Rashid Gaston (50) of Warren Harding is averaging 13 points and nine rebounds per game, both team-highs, as the Raiders prepare to play Mentor tonight in the regional tournament.
By Matthew Peaslee
While being interviewed following Warren Harding’s district final win over Green in Alliance, an assistant coach whispered into Steve Arnold’s ear, telling him that Mentor had defeated Brush in the Euclid district final.
With a slight sigh and a sensitive grimace, Arnold got back into talking.
“They’re going to be tough,” said the head coach.
It was a brief moment that interrupted the smiles, hugs, photographs and glory of winning a district crown.
It also served as a friendly reminder that there’s work, plenty of it, to complete the Raiders’ goal.
“In my opinion I think we can go to the state championship and compete for it,” senior guard Jesse Hardin said. “If we don’t go all the way, it’s going to be a ruined season.”
The steps to competing for that championship — what would be the school’s first — starts tonight at 6:15 p.m., in the Wolstein Center on Cleveland State’s campus.
Both Harding (20-3) and the Cardinals (22-2) reached the regional semifinal in dramatic fashion.
Mentor overcame a 13-point third quarter deficit to dismiss the Arcs for the fourth-straight time in a district final.
The Raiders had a streak of their own, losing two district championships in a row, so by polishing off Green in overtime, they got back on track.
“It’s been in our minds since last year,” said Rashid Gaston who converted the winning basket as time expired. “We all remembered the pain of losing and the feeling is so much better to win it.”
Arthur Cook added, “I was nervous, just a little bit. We kept fighting at the end we pulled it out.”
With seven seniors and 10 players regularly seeing playing time — Harding is deep, disciplined and experienced.
The Cardinals top out their roster with a 6-foot-5 center, Kyle Morris and a 6-4 sophomore, Brandon Fritts. At 6-foot-7, both Gaston and Shaheed Davis give the Raiders their biggest advantage through an inside game.
But with speed on the wings, Arnold likes to use that to his advantage in every game plan.
“We want to wear [other teams] down,” he said. “We want to make it a baseline-to-baseline game.”
The Raiders do play to push the ball and fuel the tempo, but for two minutes in the fourth quarter of their game against the Bulldogs, Cook held the ball at the top of the key to run the clock down and idle the game.
Harding played without starters Rasuan Smith (stomach pains) and Hardin (three fouls) for much of the second quarter. In their place, stepped in seldom-used King Garner, who “held down the fort,” Arnold said.
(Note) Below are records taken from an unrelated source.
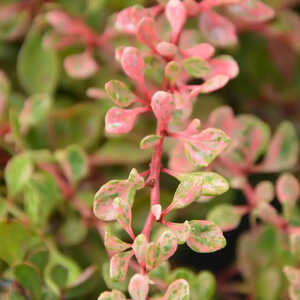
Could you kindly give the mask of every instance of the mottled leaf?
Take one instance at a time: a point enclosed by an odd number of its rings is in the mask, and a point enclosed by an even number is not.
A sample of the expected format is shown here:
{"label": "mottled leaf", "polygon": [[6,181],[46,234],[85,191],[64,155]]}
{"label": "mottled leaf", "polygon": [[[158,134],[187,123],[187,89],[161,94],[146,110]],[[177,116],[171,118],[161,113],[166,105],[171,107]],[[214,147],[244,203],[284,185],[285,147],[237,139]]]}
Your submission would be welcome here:
{"label": "mottled leaf", "polygon": [[172,282],[165,295],[163,300],[187,300],[190,297],[190,287],[186,280],[178,279]]}
{"label": "mottled leaf", "polygon": [[105,90],[113,102],[121,107],[127,107],[134,102],[135,95],[121,81],[111,80],[107,82]]}
{"label": "mottled leaf", "polygon": [[203,78],[210,73],[209,64],[199,57],[186,58],[182,64],[185,71],[195,78]]}
{"label": "mottled leaf", "polygon": [[207,60],[214,55],[215,48],[208,43],[201,43],[181,50],[181,52],[186,57],[198,57],[202,60]]}
{"label": "mottled leaf", "polygon": [[165,76],[171,84],[174,84],[181,75],[181,66],[176,61],[170,61],[165,67]]}
{"label": "mottled leaf", "polygon": [[300,195],[300,184],[291,173],[282,174],[276,182],[276,194],[282,204],[294,206]]}
{"label": "mottled leaf", "polygon": [[184,244],[189,237],[191,226],[188,221],[184,223],[166,222],[165,225],[176,235],[178,244]]}
{"label": "mottled leaf", "polygon": [[109,230],[105,231],[104,245],[110,255],[115,255],[131,247],[130,244],[123,242],[118,237],[110,233]]}
{"label": "mottled leaf", "polygon": [[129,282],[128,292],[132,300],[146,300],[149,292],[149,280],[141,274],[135,274]]}
{"label": "mottled leaf", "polygon": [[133,244],[132,249],[134,250],[134,255],[139,262],[139,264],[145,263],[145,254],[146,254],[146,248],[148,246],[148,242],[146,237],[143,234],[139,234]]}
{"label": "mottled leaf", "polygon": [[156,118],[163,124],[167,124],[175,109],[173,95],[164,91],[156,92],[152,96],[151,107]]}
{"label": "mottled leaf", "polygon": [[110,278],[116,281],[123,281],[126,277],[128,265],[133,251],[120,252],[115,254],[110,260]]}
{"label": "mottled leaf", "polygon": [[256,185],[254,192],[259,202],[271,202],[274,199],[274,185],[271,181],[261,181]]}
{"label": "mottled leaf", "polygon": [[124,294],[118,290],[113,290],[111,292],[103,292],[98,300],[126,300]]}
{"label": "mottled leaf", "polygon": [[161,137],[159,135],[155,135],[155,134],[147,135],[141,140],[140,148],[144,150],[144,149],[154,147],[157,144],[157,142],[160,140],[160,138]]}
{"label": "mottled leaf", "polygon": [[155,49],[155,45],[159,42],[156,23],[153,18],[144,17],[137,27],[137,38],[148,47]]}

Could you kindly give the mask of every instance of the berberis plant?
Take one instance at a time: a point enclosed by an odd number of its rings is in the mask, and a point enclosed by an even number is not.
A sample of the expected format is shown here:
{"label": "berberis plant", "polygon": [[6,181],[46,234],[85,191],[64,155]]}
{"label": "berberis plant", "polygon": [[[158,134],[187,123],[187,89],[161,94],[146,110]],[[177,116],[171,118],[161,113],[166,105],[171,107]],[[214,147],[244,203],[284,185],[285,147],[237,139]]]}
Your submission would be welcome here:
{"label": "berberis plant", "polygon": [[0,4],[1,299],[300,299],[294,5]]}

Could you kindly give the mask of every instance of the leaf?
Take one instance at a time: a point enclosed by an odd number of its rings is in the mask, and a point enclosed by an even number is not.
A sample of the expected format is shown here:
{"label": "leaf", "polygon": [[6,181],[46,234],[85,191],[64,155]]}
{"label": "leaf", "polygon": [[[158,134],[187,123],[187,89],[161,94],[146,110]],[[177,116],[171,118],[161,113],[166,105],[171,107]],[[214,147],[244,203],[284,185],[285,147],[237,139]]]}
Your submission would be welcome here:
{"label": "leaf", "polygon": [[184,223],[166,222],[165,224],[176,235],[177,243],[184,244],[190,235],[191,226],[188,221]]}
{"label": "leaf", "polygon": [[234,205],[220,204],[209,211],[207,220],[215,223],[223,231],[231,231],[239,225],[241,214]]}
{"label": "leaf", "polygon": [[235,78],[239,74],[239,66],[230,55],[220,55],[209,61],[210,73],[207,78],[214,78],[217,75]]}
{"label": "leaf", "polygon": [[99,297],[98,300],[126,300],[123,293],[118,290],[113,290],[112,292],[104,292]]}
{"label": "leaf", "polygon": [[109,230],[105,231],[104,245],[110,255],[115,255],[116,253],[125,251],[131,247],[130,244],[123,242],[122,240],[111,234]]}
{"label": "leaf", "polygon": [[201,13],[199,27],[208,41],[215,46],[227,47],[237,44],[234,24],[211,10]]}
{"label": "leaf", "polygon": [[32,299],[40,299],[42,280],[38,271],[30,264],[19,264],[14,267],[18,283],[29,291]]}
{"label": "leaf", "polygon": [[137,109],[111,108],[105,116],[105,130],[109,134],[124,134],[132,130],[138,115]]}
{"label": "leaf", "polygon": [[170,0],[165,15],[172,28],[172,43],[176,44],[187,18],[184,4],[179,0]]}
{"label": "leaf", "polygon": [[282,122],[273,136],[267,155],[259,166],[264,172],[278,172],[292,168],[298,159],[299,145],[291,122]]}
{"label": "leaf", "polygon": [[28,153],[16,155],[8,162],[5,168],[5,181],[11,196],[23,190],[32,172],[33,164]]}
{"label": "leaf", "polygon": [[137,83],[144,82],[145,63],[142,54],[134,47],[126,47],[121,57],[121,65],[128,77]]}
{"label": "leaf", "polygon": [[209,271],[201,271],[197,276],[198,297],[213,299],[216,291],[216,278]]}
{"label": "leaf", "polygon": [[175,109],[173,95],[164,91],[156,92],[152,96],[151,107],[158,121],[167,124]]}
{"label": "leaf", "polygon": [[65,58],[66,73],[75,79],[85,79],[93,76],[98,71],[98,65],[93,56],[88,52],[73,54]]}
{"label": "leaf", "polygon": [[176,61],[170,61],[165,67],[165,76],[171,84],[174,84],[181,75],[181,66]]}
{"label": "leaf", "polygon": [[139,234],[133,244],[132,249],[134,250],[134,255],[139,262],[140,265],[143,265],[145,263],[145,255],[146,255],[146,249],[148,246],[148,242],[146,237],[143,234]]}
{"label": "leaf", "polygon": [[209,64],[199,57],[186,58],[182,64],[185,71],[195,78],[203,78],[210,73]]}
{"label": "leaf", "polygon": [[184,144],[187,159],[198,167],[207,167],[230,143],[220,129],[207,128],[187,138]]}
{"label": "leaf", "polygon": [[135,274],[129,282],[128,292],[132,300],[146,300],[149,292],[148,278]]}
{"label": "leaf", "polygon": [[259,202],[272,202],[274,199],[274,185],[271,181],[261,181],[256,185],[254,192]]}
{"label": "leaf", "polygon": [[155,49],[155,45],[159,42],[156,23],[153,18],[144,17],[137,27],[137,38],[142,44]]}
{"label": "leaf", "polygon": [[22,130],[42,124],[47,120],[52,106],[52,99],[47,94],[37,94],[30,97],[20,115]]}
{"label": "leaf", "polygon": [[185,57],[198,57],[202,60],[207,60],[214,55],[215,48],[208,43],[200,43],[181,51]]}
{"label": "leaf", "polygon": [[115,211],[116,219],[122,228],[128,232],[128,234],[133,237],[131,223],[132,223],[132,212],[131,212],[131,201],[127,198],[115,198],[113,201],[113,208]]}
{"label": "leaf", "polygon": [[155,134],[147,135],[141,140],[140,148],[142,150],[152,148],[158,143],[160,139],[161,137],[159,135],[155,135]]}
{"label": "leaf", "polygon": [[300,254],[300,234],[292,233],[289,235],[289,244],[291,252],[296,255],[296,257]]}
{"label": "leaf", "polygon": [[33,27],[27,35],[17,61],[21,85],[28,94],[52,94],[58,81],[58,60],[52,48],[43,44],[42,32]]}
{"label": "leaf", "polygon": [[21,262],[25,253],[38,242],[33,232],[16,222],[1,222],[0,236],[0,258],[9,265]]}
{"label": "leaf", "polygon": [[295,206],[300,195],[300,184],[291,173],[280,175],[276,181],[276,194],[282,204]]}
{"label": "leaf", "polygon": [[154,269],[171,257],[177,249],[177,238],[170,231],[164,231],[155,243],[148,244],[146,249],[146,264],[149,270]]}
{"label": "leaf", "polygon": [[265,22],[274,17],[274,10],[265,3],[252,0],[228,5],[228,12],[244,22]]}
{"label": "leaf", "polygon": [[34,174],[24,189],[24,208],[35,225],[43,226],[47,223],[60,199],[59,187],[48,173]]}
{"label": "leaf", "polygon": [[139,22],[145,16],[147,16],[147,10],[140,5],[134,5],[118,13],[115,26],[122,32],[135,34]]}
{"label": "leaf", "polygon": [[173,58],[177,52],[178,52],[178,47],[172,43],[168,42],[160,42],[156,46],[156,51],[164,57],[167,58]]}
{"label": "leaf", "polygon": [[187,245],[198,253],[210,253],[226,246],[226,240],[219,227],[210,221],[194,220],[189,222],[191,233]]}
{"label": "leaf", "polygon": [[[115,281],[112,280],[110,277],[110,263],[104,263],[102,266],[102,278],[106,284],[106,286],[109,289],[116,289],[116,290],[120,290],[122,292],[127,292],[128,290],[128,284],[129,284],[129,280],[124,280],[124,281]],[[99,278],[98,278],[98,283],[99,283]]]}
{"label": "leaf", "polygon": [[131,250],[117,253],[111,258],[109,272],[112,280],[123,281],[125,279],[132,255]]}
{"label": "leaf", "polygon": [[121,107],[129,106],[136,98],[127,85],[118,80],[107,82],[105,84],[105,90],[112,101]]}
{"label": "leaf", "polygon": [[71,183],[77,184],[87,176],[87,155],[79,145],[70,145],[66,149],[58,151],[56,158]]}
{"label": "leaf", "polygon": [[151,213],[155,217],[156,221],[160,220],[161,217],[161,205],[160,204],[154,204],[151,206]]}
{"label": "leaf", "polygon": [[134,168],[129,173],[128,182],[130,182],[136,190],[142,189],[145,184],[144,177]]}
{"label": "leaf", "polygon": [[190,297],[190,287],[186,280],[178,279],[172,282],[165,295],[163,300],[186,300]]}
{"label": "leaf", "polygon": [[110,180],[96,193],[94,199],[94,214],[103,221],[116,219],[113,202],[116,198],[127,199],[133,202],[132,186],[127,180]]}

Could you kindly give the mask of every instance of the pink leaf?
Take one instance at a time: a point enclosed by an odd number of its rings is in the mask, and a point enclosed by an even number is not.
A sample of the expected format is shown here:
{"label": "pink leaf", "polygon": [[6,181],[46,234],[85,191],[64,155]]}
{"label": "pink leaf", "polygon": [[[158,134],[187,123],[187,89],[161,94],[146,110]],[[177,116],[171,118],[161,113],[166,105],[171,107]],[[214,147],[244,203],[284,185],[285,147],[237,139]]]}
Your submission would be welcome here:
{"label": "pink leaf", "polygon": [[136,109],[111,108],[105,116],[105,130],[109,134],[124,134],[132,130],[138,111]]}
{"label": "pink leaf", "polygon": [[190,97],[196,97],[198,94],[208,94],[224,87],[229,81],[229,77],[225,75],[216,75],[209,78],[203,84],[198,86],[190,86],[192,91]]}
{"label": "pink leaf", "polygon": [[241,0],[202,0],[198,4],[198,10],[206,11],[206,10],[209,10],[209,9],[215,7],[215,6],[233,4],[233,3],[238,3],[240,1]]}
{"label": "pink leaf", "polygon": [[242,0],[227,9],[232,16],[245,22],[265,22],[274,17],[274,10],[257,0]]}
{"label": "pink leaf", "polygon": [[215,53],[215,48],[207,43],[201,43],[196,46],[184,49],[181,51],[186,57],[199,57],[201,59],[208,59]]}
{"label": "pink leaf", "polygon": [[225,75],[230,79],[235,78],[239,73],[239,66],[236,61],[229,55],[221,55],[209,61],[211,72],[208,78],[217,75]]}
{"label": "pink leaf", "polygon": [[144,17],[138,24],[137,37],[139,41],[149,48],[155,49],[159,37],[155,29],[155,22],[150,17]]}
{"label": "pink leaf", "polygon": [[130,182],[136,190],[140,190],[144,187],[144,178],[134,168],[129,173],[128,182]]}
{"label": "pink leaf", "polygon": [[151,147],[154,147],[159,141],[161,137],[159,135],[147,135],[140,142],[140,148],[145,150]]}
{"label": "pink leaf", "polygon": [[161,205],[154,204],[151,206],[151,213],[155,217],[155,220],[158,221],[161,217]]}
{"label": "pink leaf", "polygon": [[52,10],[46,14],[47,21],[61,33],[72,33],[73,20],[70,16],[60,10]]}
{"label": "pink leaf", "polygon": [[276,193],[282,204],[287,203],[294,206],[300,195],[297,178],[290,173],[282,174],[276,182]]}
{"label": "pink leaf", "polygon": [[135,274],[129,282],[128,292],[132,300],[146,300],[149,292],[148,278]]}
{"label": "pink leaf", "polygon": [[184,4],[180,0],[170,0],[165,14],[172,28],[172,42],[176,44],[187,17]]}
{"label": "pink leaf", "polygon": [[110,260],[109,274],[112,280],[123,281],[126,277],[128,265],[133,251],[120,252]]}
{"label": "pink leaf", "polygon": [[188,160],[199,167],[207,167],[229,145],[230,138],[220,129],[207,128],[192,135],[185,142]]}
{"label": "pink leaf", "polygon": [[185,279],[172,282],[162,300],[186,300],[190,298],[190,287]]}
{"label": "pink leaf", "polygon": [[165,225],[176,235],[178,244],[184,244],[186,242],[191,231],[191,226],[188,221],[184,223],[166,222]]}
{"label": "pink leaf", "polygon": [[117,15],[116,28],[122,32],[135,34],[139,22],[147,15],[147,9],[138,5],[125,8]]}
{"label": "pink leaf", "polygon": [[144,82],[144,58],[134,47],[126,47],[121,57],[121,65],[126,73],[134,81]]}
{"label": "pink leaf", "polygon": [[136,98],[127,85],[118,80],[107,82],[105,84],[105,90],[112,101],[121,107],[129,106]]}
{"label": "pink leaf", "polygon": [[274,185],[271,181],[261,181],[254,192],[258,202],[271,202],[274,199]]}
{"label": "pink leaf", "polygon": [[116,253],[123,252],[131,247],[130,244],[123,242],[108,230],[105,231],[104,245],[107,252],[110,255],[115,255]]}
{"label": "pink leaf", "polygon": [[98,71],[98,65],[91,54],[84,52],[70,55],[64,60],[64,67],[70,77],[84,79]]}
{"label": "pink leaf", "polygon": [[140,265],[144,265],[145,263],[147,246],[148,242],[143,234],[139,234],[132,244],[132,249],[134,250],[135,257]]}
{"label": "pink leaf", "polygon": [[116,219],[113,201],[117,197],[127,198],[130,192],[127,180],[111,180],[97,192],[94,200],[94,214],[103,221]]}
{"label": "pink leaf", "polygon": [[199,119],[193,119],[187,128],[182,132],[185,136],[195,135],[199,133],[201,129],[201,121]]}
{"label": "pink leaf", "polygon": [[167,124],[175,109],[173,95],[164,91],[158,91],[152,96],[151,107],[156,118],[163,124]]}
{"label": "pink leaf", "polygon": [[194,220],[189,222],[191,233],[187,245],[199,253],[210,253],[226,246],[226,240],[219,227],[210,221]]}
{"label": "pink leaf", "polygon": [[208,10],[201,14],[199,26],[209,42],[216,46],[226,47],[237,43],[235,26],[213,11]]}
{"label": "pink leaf", "polygon": [[176,45],[168,42],[161,42],[157,44],[156,51],[164,57],[173,58],[177,52],[178,48]]}
{"label": "pink leaf", "polygon": [[98,300],[126,300],[126,297],[122,292],[118,290],[112,290],[111,292],[103,292]]}

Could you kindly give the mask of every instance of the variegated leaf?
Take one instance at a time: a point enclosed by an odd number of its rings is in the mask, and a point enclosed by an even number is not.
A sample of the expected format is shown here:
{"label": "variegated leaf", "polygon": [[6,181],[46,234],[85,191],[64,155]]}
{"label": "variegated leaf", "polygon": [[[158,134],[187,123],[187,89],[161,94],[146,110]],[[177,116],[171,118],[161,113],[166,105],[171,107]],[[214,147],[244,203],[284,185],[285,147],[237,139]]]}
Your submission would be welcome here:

The sophomore didn’t turn the ball over and had two points, two rebounds and a steal.
Smith and Hardin, along with Gaston and Cook scored in double figures, but unsung performances like Garner’s just make the steps to state a little easier.
“We’re all unselfish players,” Gaston said. “We all have the same goal to win so we always work together.”
For 32 minutes — they will. If it takes an extra four like it did on Saturday — they still will.
“We showed the heart of a champion,” Arnold said. “Sometimes it is about heart and determination.”